Sempre secondo la leggenda (le cui origini si rinvengono nel XI secolo), i batuffoli di cotone erano in realtà minuscole pecore attaccate alla pianta per mezzo del loro cordone ombelicale. L'arbusto poteva piegarsi per permettere alla pecora di brucare l'erba; una volta che questa si fosse esaurita, la pecora sarebbe scesa dal barometz lasciando morire la pianta. Si dice inoltre che lupi e altri animali rapaci andassero ghiotti di questa pianta e che i batuffoli di cotone venivano utilizzati per fabbricare copricapi.

In un’altra versione, una volta che i frutti della pianta (simili a zucche, meloni o cocomeri) erano maturi, si tagliavano a metà, e al loro interno si poteva trovare un agnello. Sia il frutto che l’agnello al suo interno erano considerati commestibili e molto dolci.

In un’altra ancora tagliando uno degli arti all’agnello sarebbe uscito un liquido molto simile al sangue.

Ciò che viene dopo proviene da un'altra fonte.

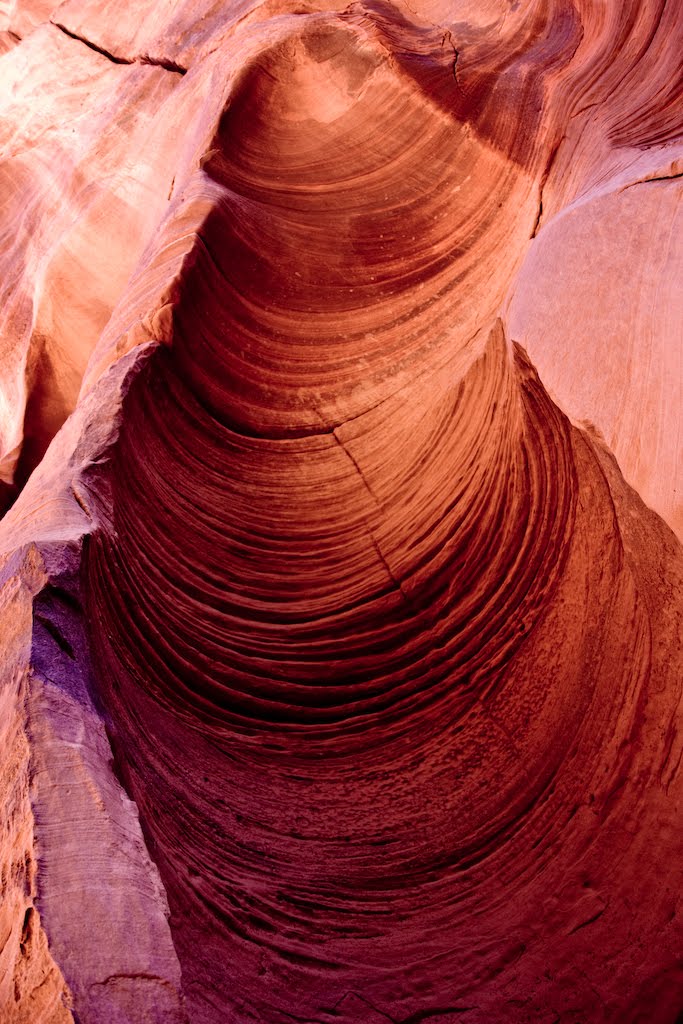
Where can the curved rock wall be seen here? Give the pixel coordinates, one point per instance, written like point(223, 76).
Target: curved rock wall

In una versione (la più vicina alla realtà) si parla dell’ esistenza della pianta : si tratta di una serie di curiosi oggetti di origine indubbiamente vegetale, con la forma inequivocabilmente di un agnellino in miniatura; inoltre si afferma che le pellicce che oggi definiamo di “persiano” sono niente altro che la ricercata pelle, opportunatamente conciata, dell’ agnello vegetale. Si tratta di una felce a grande sviluppo ( raggiunge anche i quattro metri e mezzo di altezza ) con un grosso rizoma coperto di una peluria setolosa da cui si dipartono robusti steli. Basta tagliare opportunatamente questi steli per simulare delle gambe o far rassomigliare il tutto ad un agnellino. Questa versione venne travisata affermando che l’ attribuzione della pelliccia di “persiano” al Borametz era solo un espediente per nascondere la più sconvolgente provenienza della stessa da feti di agnellino strappati dal ventre delle loro madri prima di nascere, per garantire alla pelliccia una morbidezza inusitata.

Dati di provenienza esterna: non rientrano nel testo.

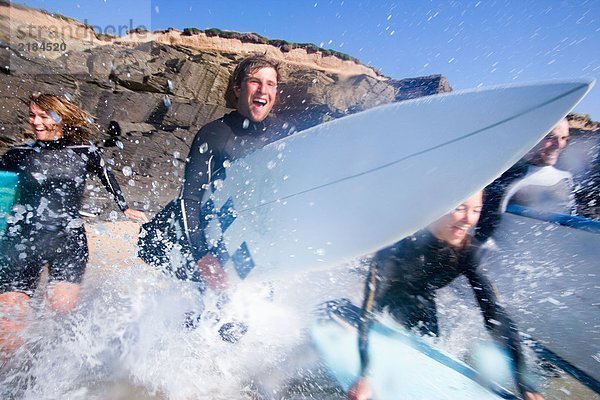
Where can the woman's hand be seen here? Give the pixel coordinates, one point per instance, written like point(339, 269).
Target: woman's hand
point(212, 272)
point(533, 396)
point(360, 390)
point(136, 215)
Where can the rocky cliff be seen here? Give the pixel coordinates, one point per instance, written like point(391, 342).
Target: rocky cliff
point(150, 92)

In un commento al Talmud del rabbino Simone di Sens ( 1253 ) si parla di un essere di nome Jaduah di forma umanoide dell’ ombelico del quale esce una radice che lo lega al suolo. Nell’ area che gli è resa praticabile dalla lunghezza della radice distrugge ogni cosa. Per ucciderlo bisogna tagliare quella specie di cordone ombelicale. Praticamente un agnello che distrugge tutta la pastura che è nel suo raggio di azione.

Malaxecheverrìa avanza una ipotesi interessante sul fatto che non vi siano riscontri nelle arti plastiche e figurative del medioevo ne nella letteratura: secondo lui il borametz incarna un significato simbolico ambiguamente blasfemo. Infatti l' agnello è senza dubbio il più diffuso e conosciuto simbolo del Cristo; e la sua unione con la pianta o l' albero, che invece riporta a un simbolismo a fondo esplicitamente sessuale, veniva rifiutata o almeno evitata a livello inconscio dall' artista medievale.